Hall explained that the researchers have found “no significant differences in weight loss” when individuals are eating food that is both low in energy density and hyperpalatability across both the ultraprocessed or minimally processed diets. He did note, however, that throughout the study thus far, only the minimally processed diet has led to significant body fat loss among participants.
What’s Coming
As we’ve outlined from various angles, there’s still a lot we don’t know about UPFs, including how different forms of processing as well as the ratios of fat, salt and sugars impact consumption habits and how products are metabolized. That means there is a lot still to come as formal definitions, industry guidance and regulatory policy are developed.
The latest push for clean label, synthetic additive-free products sweeping across the CPG food ecosystem adds another layer of complexity to determining which processes, inputs and end-products should be limited.
But industry groups, scientists and state and federal regulators, as well as legislative bodies, have put their minds to the task, and we expect to see a working framework from the non-UPF standard by the end of the year, generated by insights from the industry as well as regulators and nutrition scientists. Regulation at the federal level will likely be on the docket as well. Whether or not those federal mandates take these other conversations around UPF into account remains to be seen.

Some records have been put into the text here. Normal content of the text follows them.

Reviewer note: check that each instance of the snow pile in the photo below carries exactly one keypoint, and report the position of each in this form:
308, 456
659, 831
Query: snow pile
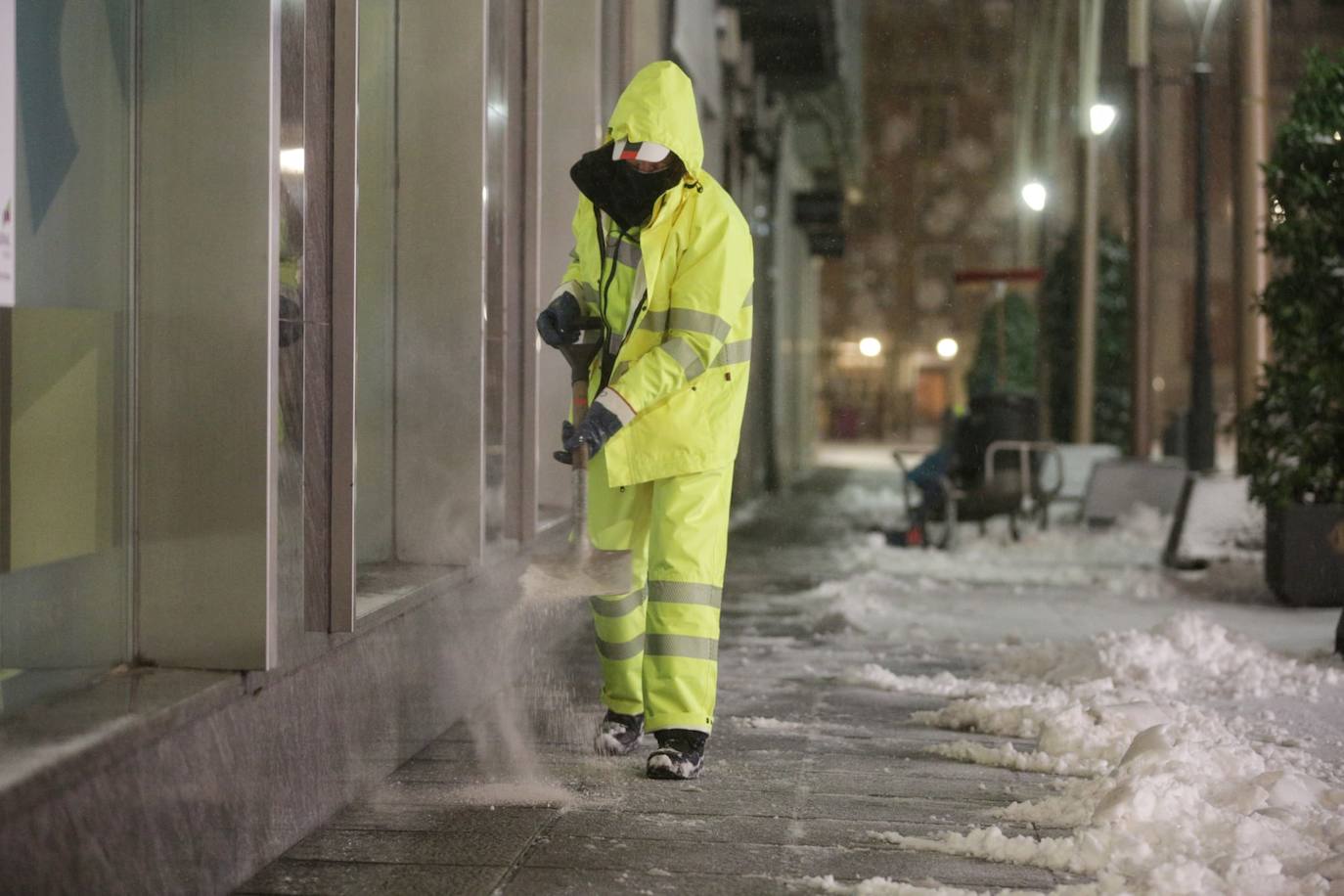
1222, 521
884, 887
873, 506
1179, 797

As Hall’s presentation came to a close, he emphasized the importance of relying on science when taking any food regulatory action and outlined the various studies the agency has and is currently conducting in order to assist the federal government as it narrows in on a definition for this broad-reaching, yet opaque group of foods.
“We still have a lot of work to do. We still have some science to figure out,” Hall said. “I think we’ve done a good job of explaining some of the differences in calorie intake, but the effects on body fat are still a mystery.”